C'est le paradoxe des grandes dynasties sportives : elles se construisent sur l'alchimie humaine autant que sur les systèmes tactiques, et cette alchimie-là est par définition périssable. Les Montreal Canadiens des années 70, les Chicago Bulls de Phil Jackson, le FC Barcelone de Pep Guardiola — toutes ces équipes légendaires ont traversé le même moment de dissolution douloureuse. Le Liverpool de Klopp n'échappe pas à la règle.
Robertson incarne mieux que quiconque cette génération. Arrivé comme un pari risqué, il est devenu le capitaine par intérim d'une équipe qui a tout gagné. Sous sa paire de crampons, Liverpool a cumulé plus de 800 passes décisives en comptant toutes les compétitions, lui étant directement à l'origine d'une bonne part de celles-ci sur son couloir gauche — ce couloir où il a écrit certaines des plus belles pages offensives de l'histoire récente du club. La finale de la Champions League 2019 à Madrid, la nuit de Barcelone quelques semaines plus tôt — Robertson était là, partout, inépuisable.
Arne Slot face au défi de la reconstruction sans filet nostalgie
Pour le technicien néerlandais Arne Slot, la situation est à double tranchant. D'un côté, il hérite d'un vestiaire en pleine mutation, avec des références d'une autre ère qui s'en vont les unes après les autres. De l'autre, cette page blanche est aussi une opportunité rare de construire quelque chose qui lui appartient vraiment, sans vivre éternellement dans l'ombre du Klopp-ball.
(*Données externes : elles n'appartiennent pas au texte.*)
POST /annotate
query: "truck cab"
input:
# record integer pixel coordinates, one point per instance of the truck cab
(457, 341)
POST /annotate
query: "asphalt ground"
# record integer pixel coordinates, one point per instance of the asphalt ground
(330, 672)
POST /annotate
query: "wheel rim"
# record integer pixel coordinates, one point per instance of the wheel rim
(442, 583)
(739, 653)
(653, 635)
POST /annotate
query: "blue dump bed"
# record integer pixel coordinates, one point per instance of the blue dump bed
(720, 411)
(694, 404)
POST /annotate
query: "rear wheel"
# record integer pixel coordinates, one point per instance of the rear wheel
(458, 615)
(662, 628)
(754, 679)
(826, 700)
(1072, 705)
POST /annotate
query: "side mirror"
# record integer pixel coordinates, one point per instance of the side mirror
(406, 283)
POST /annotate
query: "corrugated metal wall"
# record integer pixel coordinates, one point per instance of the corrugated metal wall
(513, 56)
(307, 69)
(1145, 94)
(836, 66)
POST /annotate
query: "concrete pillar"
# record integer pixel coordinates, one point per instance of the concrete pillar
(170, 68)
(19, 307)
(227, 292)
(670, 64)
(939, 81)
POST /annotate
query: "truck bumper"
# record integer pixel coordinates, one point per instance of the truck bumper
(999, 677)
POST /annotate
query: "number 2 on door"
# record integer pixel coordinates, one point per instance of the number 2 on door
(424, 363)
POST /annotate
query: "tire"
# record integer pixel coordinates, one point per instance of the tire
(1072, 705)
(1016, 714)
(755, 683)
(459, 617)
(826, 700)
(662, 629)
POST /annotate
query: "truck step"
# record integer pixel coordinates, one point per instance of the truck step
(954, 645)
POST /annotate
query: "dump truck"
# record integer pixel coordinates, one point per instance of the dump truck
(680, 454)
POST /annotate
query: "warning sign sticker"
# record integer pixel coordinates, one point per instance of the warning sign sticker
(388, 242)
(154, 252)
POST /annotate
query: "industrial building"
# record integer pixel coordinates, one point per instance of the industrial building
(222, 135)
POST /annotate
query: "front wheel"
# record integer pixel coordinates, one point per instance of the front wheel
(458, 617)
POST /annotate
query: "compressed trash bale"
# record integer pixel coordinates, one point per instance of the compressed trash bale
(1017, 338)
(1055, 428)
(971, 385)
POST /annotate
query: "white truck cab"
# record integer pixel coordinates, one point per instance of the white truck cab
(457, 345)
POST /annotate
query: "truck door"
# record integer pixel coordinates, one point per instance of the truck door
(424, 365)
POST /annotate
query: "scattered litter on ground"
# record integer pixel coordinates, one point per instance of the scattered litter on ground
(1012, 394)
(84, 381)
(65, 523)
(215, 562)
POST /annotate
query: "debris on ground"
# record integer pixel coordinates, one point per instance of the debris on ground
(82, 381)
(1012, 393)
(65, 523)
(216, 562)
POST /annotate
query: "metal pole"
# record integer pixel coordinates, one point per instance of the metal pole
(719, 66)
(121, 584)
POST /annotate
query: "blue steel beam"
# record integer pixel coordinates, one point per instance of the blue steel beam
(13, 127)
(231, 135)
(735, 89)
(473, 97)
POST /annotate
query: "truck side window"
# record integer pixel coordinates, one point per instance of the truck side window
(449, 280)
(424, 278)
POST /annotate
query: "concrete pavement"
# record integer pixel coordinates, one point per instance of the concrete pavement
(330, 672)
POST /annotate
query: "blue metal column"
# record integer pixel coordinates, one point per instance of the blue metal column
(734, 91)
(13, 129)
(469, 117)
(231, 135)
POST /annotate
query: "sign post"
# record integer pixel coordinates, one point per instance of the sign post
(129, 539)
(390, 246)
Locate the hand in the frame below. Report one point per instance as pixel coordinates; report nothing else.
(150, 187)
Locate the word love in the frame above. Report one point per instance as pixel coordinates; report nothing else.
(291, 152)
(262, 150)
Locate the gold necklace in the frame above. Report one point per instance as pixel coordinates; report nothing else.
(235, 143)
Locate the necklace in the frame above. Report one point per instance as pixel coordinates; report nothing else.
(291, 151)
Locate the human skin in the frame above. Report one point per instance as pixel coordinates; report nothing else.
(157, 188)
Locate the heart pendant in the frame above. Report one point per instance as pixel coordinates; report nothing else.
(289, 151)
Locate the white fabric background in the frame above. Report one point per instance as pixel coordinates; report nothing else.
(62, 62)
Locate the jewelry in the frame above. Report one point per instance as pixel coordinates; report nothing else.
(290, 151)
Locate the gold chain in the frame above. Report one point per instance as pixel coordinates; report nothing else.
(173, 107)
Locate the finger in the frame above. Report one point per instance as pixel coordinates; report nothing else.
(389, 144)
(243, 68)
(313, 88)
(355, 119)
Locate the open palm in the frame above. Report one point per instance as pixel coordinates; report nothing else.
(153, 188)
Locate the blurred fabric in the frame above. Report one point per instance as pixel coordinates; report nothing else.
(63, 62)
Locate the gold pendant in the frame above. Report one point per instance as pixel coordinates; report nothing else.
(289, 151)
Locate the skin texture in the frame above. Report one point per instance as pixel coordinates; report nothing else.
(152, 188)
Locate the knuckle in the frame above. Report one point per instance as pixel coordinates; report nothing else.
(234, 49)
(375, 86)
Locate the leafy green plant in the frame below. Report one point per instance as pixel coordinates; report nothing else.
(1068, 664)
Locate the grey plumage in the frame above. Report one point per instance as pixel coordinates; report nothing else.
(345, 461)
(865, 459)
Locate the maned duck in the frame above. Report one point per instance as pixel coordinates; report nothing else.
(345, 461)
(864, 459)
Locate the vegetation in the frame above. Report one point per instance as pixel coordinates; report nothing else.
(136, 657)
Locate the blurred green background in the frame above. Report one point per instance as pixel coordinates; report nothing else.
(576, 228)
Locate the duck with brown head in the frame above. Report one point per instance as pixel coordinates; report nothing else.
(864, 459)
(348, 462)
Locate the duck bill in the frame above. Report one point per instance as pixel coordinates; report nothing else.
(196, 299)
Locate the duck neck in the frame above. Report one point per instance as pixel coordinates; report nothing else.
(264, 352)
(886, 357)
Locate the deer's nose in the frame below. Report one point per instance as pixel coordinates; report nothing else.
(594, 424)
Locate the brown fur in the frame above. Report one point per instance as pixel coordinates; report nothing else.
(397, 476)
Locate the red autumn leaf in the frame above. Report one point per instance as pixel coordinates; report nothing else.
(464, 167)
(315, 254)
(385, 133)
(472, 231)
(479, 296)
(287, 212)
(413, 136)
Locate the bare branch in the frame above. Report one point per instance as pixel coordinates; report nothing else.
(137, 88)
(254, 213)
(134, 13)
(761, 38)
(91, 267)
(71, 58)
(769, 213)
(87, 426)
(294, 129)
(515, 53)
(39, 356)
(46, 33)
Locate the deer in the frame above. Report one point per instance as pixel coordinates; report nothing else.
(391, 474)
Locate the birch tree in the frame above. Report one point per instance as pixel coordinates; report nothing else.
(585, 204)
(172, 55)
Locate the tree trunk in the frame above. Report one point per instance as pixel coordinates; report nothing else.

Sa première saison a pourtant été solide, Liverpool terminant en tête de la Premier League. Mais reconstruire une équipe compétitive en perdant simultanément Salah, Robertson et potentiellement d'autres cadres demande une fenêtre de transferts d'une précision chirurgicale. Le club dispose des ressources financières nécessaires — les propriétaires américains de Fenway Sports Group ont montré leur appétit pour l'investissement — mais l'argent ne rachète pas automatiquement la cohésion collective.
Pour le poste de Robertson, le marché n'abonde pas en profils capables de combiner à ce niveau physique, technique et tactique sur une saison entière. Milos Kerkez du Bournemouth circule dans les rumeurs depuis plusieurs mois, tout comme quelques noms italiens et espagnols. Slot devra trancher vite.
Robertson lui-même n'a pas encore officialisé sa prochaine destination. À 31 ans, plusieurs clubs européens de premier plan pourraient être intéressés, et un départ en Major League Soccer semble prématuré pour un joueur qui se sent encore capable de peser au plus haut niveau. La Serie A, la Liga ou un retour en Écosse pour finir en beauté — les scénarios sont ouverts.
Ce départ, comme celui de Salah avant lui, pose une question plus large sur la capacité des grands clubs anglais à gérer les fins de cycle sans perdre leur âme. Liverpool a réussi cette transition une première fois, à la fin de l'ère Gerrard, avant de reconstruire lentement sous Brendan Rodgers puis d'exploser sous Klopp. La deuxième reconstruction sera le vrai test de la solidité institutionnelle du club. Robertson, lui, part la tête haute — et ça, dans ce milieu, ça n'a pas de prix.